Whatever Happened to
Alexandre Kolyvanov?

Alexandre's Competitive Results:

1986 Champions All: 5th AA
1986 Jr. European Championships: 1st AA, 4th FX, 1st pH, 4th R, 6th V, 4th HB
1986 Jr. Friendship Tournament (Druzhba): 1st T, 1st AA
1986 Jr. GDR-USSR Dual Meet: 1st Team, 3rd AA
1986 Moscow News: 4th AA, 3rd PH, 1st PB
1987 Jr. Friendship Tournament (Druzhba): 1st T, 3rd AA
Jr. GDR-USSR Dual Meet: 1st Team, 1st AA
1988 Jr. European Championships: 1st AA, 1st FX, 1st PH, 4th V, 4th R, 2nd PB, 2nd HB
1988 Jr. Friendship Tournament (Druzhba): 1st T, 9th AA, 1st PH
1988 Jr. USSR Championships: 1st AA
DTB Cup: 11th AA
1989 World Sports Fair: 14th AA 
1990 American Cup: 1st AA
1990 Blume Memorial: 2nd AA
1990 Chunichi Cup: 2nd AA, 3rd FX, 2nd PH, 1st V, 2nd PB, 7th HB
1990 GER-USA-USSR Tri-Meet: 1st T, 1st AA
1990 Tokyo Cup: 6th PH, 6th HB

1990 World Stars: 5th AA, 1st PH
1990 USSR Cup: 1st PB
Blume Memorial: 7th AA
1991 Rome Grand Prix: 6th AA
1991 Torino Grand Prix: 1st HB
1991 USSR Spartakiade: 6th AA
1991 World Stars: 9th AA
Champions All: 1st AA
1992 CIS Championships: 2nd AA
1992 CIS Cup: 7th AA, 2nd PH
1992 European Championships: 4th AA, 7th FX, 7th PH
1992 World Stars: 7th AA, 3rd FX, 6th PH, 6th PB
International Champs. of Romania: 2nd AA
1993 Kosice International: 3rd AA
1993 Russia Cup: 2nd AA
1993 World Stars: 1st AA, 1st V, 1st PB

The majority of these results were compiled from information found at Gymn Forum


Photo by Matthew Barber

Tribute courtesy of Annerin Long.

Alexandre Kolyvanov, a native of Voronezh, was born 6 December 1971, and coached by Mikhail Genkin. While the gymnasts of Moscow and Vladimir seem to get much attention, Voronezh could produce its own all-star squad with athletes such as 1999 World Champion Nikolai Krjukov, Dmitri Trouch (both also coached by Genkin), and Aleksandr Tkachyov joining Kolyvanov.

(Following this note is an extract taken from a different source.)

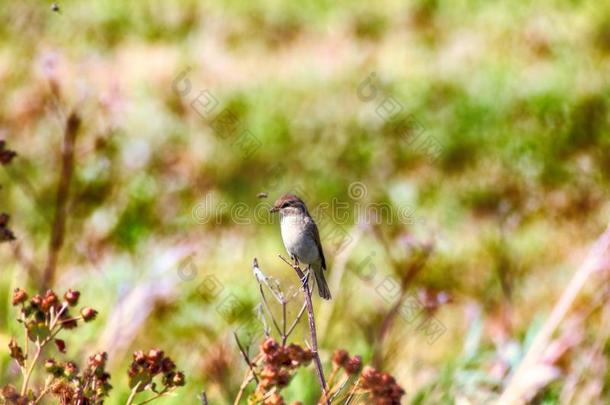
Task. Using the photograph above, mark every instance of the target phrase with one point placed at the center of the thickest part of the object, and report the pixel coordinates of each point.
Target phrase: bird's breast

He first burst onto the international gymnastics scene when he was only fourteen with victories at two of the biggest junior competitions in the world. His wins at the Junior European Championship and Druzhba Competition in 1986 certainly served as notice of his talent. This was followed with a third place finish at the Druzhba meet the next year, and victories in both competitions again in 1988. Kolyvanov's win in 1988 earned him the distinction of being the first man to win back-to-back titles at the Junior European Championships.

During this time, Kolyvanov also received exposure in some of the most prestigious senior competitions, such as the Moscow News, Champions All, and Cottbus Tournament. By 1990 he had an established international reputation, and he recorded some of his best results that year. The year was opened with a victory at the American Cup and closed with a second place finish at the Chunichi Cup. In between he also finished second at the Blume Memorial, fifth at the World Stars (formerly the Moscow News). Incidentally, the two second place finishes were both behind 1992 Olympic champion and Kolyvanovís close friend Vitali Scherbo.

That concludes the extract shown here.